被災地取材
午後八時、蛍と長谷川、そして後輩の香山誠の三人は社用車のミニバンで東北の被災地に向かった。日中蛍は睡眠をとったのでちょうど良い具合に夜は目が覚めている。蛍の運転で一路東北を目指す。香山は助手席をリクライニングさせて寝息を立てている。後部座席の長谷川は窮屈そうに足を折り曲げて横になった。
途中で運転を代わりながら彼等が原発がある村に辿り着いたのは翌日の午前中だった。
「随分とのどかな・・・・」
それが香川誠の印象だった。大地震の爪痕は地面の亀裂や家屋の倒壊で見て取れたが、緊急停止している原発のお膝元とは到底思えなかった。交通規制している警官はおらず、誰でも原発に近づく事は出来る。商店街には「原子力の力で明るい未来」と書かれた標識が見えた。
「ま、何もないならば何もないに越したこたぁねぇけどよ」
長谷川が白けた声で言いながら、車の窓を開け放射能測定器のスイッチを入れた。次の瞬間
「おい、お前ら防御服を着ろ!防御マスクもだ!三人分トランクに入っている!あとヨウ素剤も飲んでおけよ」
と怒鳴った。
「どうなってんだよ、全く・・・・」
測定器は十九・九九マイクロシーベルトを指している。
三人はすぐさまヨウ素剤を飲み、防御服を着込み、更にフルフェイスの防塵マスクを着けた。ヨウ素剤は甲状腺への放射性被ばくを低減する効果があると言われている。長谷川はビデオカメラを取り出し、助手席の蛍に撮影させた。実況は運転席の長谷川だ。
「本日地震から二日目の朝です。ここ〇〇村には緊急停止中の原発があります。原発から十キロの距離です。ご覧下さい。手元の放射能測定器は十九・九九マイクロシーベルトで針が振り切れています。これ以上の放射能量の測定は不可能です。なおこの辺りの通常の放射線量は〇・〇ニマイクロシーベルトと言われています。ゆうに一千倍近いの線量です。仮に今の十九・九九マイクロシーベルトが一年間続くとしたら年間被曝量は発がんリスクが高まる百シーベルトをはるかに凌ぎます。今現在十キロ圏内は屋内退避指示が出されています。さっきから何台も自動車が通り過ぎ、原発の方に向かっていますね。ちょっと話を聞いてみましょう」
長谷川は運転席から車外に出、蛍もカメラとともに車を出る。長谷川は車道中央に近づいた。蛍はカメラを担いだまま追いかけた。長谷川が手を挙げると東北ナンバーの軽トラックは速度を落とした。

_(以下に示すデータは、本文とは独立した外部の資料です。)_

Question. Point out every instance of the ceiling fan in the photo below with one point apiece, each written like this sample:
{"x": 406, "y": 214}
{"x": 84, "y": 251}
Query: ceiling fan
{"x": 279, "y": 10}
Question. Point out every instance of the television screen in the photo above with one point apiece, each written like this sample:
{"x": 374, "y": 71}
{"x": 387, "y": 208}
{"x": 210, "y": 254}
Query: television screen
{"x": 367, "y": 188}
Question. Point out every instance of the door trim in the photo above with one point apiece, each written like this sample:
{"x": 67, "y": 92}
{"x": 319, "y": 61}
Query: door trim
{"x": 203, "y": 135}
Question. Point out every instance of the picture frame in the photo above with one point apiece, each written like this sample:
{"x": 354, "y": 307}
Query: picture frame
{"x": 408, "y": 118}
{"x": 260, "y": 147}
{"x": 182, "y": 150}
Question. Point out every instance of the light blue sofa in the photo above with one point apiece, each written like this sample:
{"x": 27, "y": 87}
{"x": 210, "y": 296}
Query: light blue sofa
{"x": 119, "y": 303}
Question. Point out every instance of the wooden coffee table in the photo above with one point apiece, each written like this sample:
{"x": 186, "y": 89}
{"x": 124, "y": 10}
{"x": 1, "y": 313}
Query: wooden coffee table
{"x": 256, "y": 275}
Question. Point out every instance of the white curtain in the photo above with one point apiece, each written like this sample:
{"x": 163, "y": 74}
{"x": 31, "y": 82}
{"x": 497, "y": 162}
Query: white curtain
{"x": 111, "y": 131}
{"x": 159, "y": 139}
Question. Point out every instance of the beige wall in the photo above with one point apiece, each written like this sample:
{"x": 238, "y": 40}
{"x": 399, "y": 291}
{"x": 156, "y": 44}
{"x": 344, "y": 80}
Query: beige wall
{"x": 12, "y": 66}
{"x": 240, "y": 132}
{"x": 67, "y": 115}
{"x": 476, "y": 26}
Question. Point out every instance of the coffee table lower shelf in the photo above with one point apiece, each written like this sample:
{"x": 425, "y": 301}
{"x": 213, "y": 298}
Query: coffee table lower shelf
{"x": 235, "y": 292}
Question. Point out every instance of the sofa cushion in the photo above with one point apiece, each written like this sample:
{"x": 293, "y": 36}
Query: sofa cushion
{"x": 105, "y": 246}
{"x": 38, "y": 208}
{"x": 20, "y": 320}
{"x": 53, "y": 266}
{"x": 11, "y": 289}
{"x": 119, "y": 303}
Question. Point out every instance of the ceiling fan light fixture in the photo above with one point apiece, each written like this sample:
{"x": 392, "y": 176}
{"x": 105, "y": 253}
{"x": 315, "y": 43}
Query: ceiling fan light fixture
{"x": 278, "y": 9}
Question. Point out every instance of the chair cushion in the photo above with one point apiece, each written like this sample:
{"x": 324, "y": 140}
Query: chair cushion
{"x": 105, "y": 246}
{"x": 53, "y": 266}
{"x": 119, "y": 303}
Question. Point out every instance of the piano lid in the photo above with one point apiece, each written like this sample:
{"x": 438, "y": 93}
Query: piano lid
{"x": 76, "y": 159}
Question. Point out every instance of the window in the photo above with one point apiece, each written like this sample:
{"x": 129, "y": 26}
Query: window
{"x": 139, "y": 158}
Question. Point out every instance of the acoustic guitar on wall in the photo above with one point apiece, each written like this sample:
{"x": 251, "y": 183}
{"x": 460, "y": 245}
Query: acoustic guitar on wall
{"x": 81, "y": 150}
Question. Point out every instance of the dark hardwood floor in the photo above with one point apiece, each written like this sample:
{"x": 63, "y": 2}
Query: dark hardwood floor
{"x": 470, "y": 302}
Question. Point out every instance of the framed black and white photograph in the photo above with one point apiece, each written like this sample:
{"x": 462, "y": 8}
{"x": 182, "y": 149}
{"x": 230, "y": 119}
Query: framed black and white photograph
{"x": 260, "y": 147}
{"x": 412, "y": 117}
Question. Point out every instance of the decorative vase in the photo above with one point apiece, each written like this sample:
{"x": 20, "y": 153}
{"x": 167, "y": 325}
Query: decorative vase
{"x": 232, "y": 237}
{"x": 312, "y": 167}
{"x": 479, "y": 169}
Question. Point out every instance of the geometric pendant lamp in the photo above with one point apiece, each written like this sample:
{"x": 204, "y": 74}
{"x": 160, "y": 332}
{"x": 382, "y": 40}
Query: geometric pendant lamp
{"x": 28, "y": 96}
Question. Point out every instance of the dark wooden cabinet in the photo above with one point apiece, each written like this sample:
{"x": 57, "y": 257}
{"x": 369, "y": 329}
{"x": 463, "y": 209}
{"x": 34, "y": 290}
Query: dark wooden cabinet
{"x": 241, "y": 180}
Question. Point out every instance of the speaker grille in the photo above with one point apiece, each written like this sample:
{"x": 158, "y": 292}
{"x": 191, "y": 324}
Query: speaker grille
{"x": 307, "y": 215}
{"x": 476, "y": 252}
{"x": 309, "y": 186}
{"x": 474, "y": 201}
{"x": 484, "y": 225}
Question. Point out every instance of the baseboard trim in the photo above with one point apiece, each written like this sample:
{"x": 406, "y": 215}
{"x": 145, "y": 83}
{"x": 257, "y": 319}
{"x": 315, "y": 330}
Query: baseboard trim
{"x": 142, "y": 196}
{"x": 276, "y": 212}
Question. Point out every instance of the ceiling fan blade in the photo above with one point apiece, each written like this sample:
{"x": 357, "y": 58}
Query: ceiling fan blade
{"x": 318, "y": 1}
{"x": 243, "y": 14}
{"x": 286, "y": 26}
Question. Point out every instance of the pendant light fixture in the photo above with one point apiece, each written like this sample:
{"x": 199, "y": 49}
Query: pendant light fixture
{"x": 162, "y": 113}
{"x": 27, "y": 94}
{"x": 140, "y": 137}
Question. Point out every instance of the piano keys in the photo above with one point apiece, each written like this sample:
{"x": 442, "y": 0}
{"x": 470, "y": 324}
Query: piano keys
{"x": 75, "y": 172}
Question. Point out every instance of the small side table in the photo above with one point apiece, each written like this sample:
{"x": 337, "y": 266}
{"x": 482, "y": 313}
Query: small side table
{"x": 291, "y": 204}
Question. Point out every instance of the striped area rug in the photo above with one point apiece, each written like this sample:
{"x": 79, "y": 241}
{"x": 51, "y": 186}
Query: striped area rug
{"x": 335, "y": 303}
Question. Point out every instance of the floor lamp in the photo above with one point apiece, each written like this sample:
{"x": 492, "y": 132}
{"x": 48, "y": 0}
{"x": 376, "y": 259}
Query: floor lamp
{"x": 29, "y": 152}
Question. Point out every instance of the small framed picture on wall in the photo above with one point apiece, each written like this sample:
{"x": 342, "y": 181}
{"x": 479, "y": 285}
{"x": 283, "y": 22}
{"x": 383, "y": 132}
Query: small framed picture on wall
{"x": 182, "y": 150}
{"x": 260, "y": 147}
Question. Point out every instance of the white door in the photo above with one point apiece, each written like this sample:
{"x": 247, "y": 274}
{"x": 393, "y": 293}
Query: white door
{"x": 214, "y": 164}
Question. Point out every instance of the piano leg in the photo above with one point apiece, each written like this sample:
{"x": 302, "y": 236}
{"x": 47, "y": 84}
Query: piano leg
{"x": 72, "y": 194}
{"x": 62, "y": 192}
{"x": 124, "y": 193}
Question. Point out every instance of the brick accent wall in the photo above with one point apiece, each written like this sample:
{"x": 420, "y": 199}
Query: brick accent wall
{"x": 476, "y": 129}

「JNP通信の者です。ちょっとお話を伺って良いでしょうか?」
長谷川の防御マスク越しの呼びかけに老齢の男は車の窓を開けた。
「今原発が緊急停止している事はご存知ですか?」
長谷川の問いに、男は知っていると答えた。
「さっきから原発に向かって車を走らせている方が多いので気になってお声をかけたのですが」
「別に原発に向かっているわけじゃねぇ。こっちに家があるだけ。地震後に家が倒壊するかもと言われて避難所に行ったんだけんど、寒いし不便だし家に戻りたくなっちゃってな」
老人はそう言って、長谷川と蛍の防御服を訝しげに見やった。
「政府や電力会社からは何の発表もないと思いますが、今の放射線量は十九・九九以上です。大変危険ですので屋内退避とは言わず出来るだけ原発から離れて下さい」
「何なのあんた達?警察?」
「いえ、報道です」
長谷川は老人に放射線量測定器を見せた。
「ふうん。でも一度家に戻んないと仕方ないっぺ。わしら老人はあんまり気にしないでも良いんじゃねぇの」
「そうは言っても危険は危険です」
「あー分かった。あんがと。あんたらも気をつけて。わしらは良いけれど、農作物はもう駄目だっぺな」
老人はそう言うと軽トラックの窓を閉めて原発の方向へ去って行った。
「これで子ども連れが来たら良い絵になるんだけどな」
カメラが回っていない時に長谷川が蛍に囁く。
「あ、言っているそばから!」
蛍は近づいてくる一台の車を指差した。家族四人を乗せたボックスカーだ。
「行くぞ根津さん」
二人はシャカシャカと防御服のきぬ擦れの音をさせて車に近づく。長谷川は日本人としては長身で、防御服がつんつるてんだ。蛍はビデオカメラを作動させた。車は止まり、運転席の父親が窓を全開にした。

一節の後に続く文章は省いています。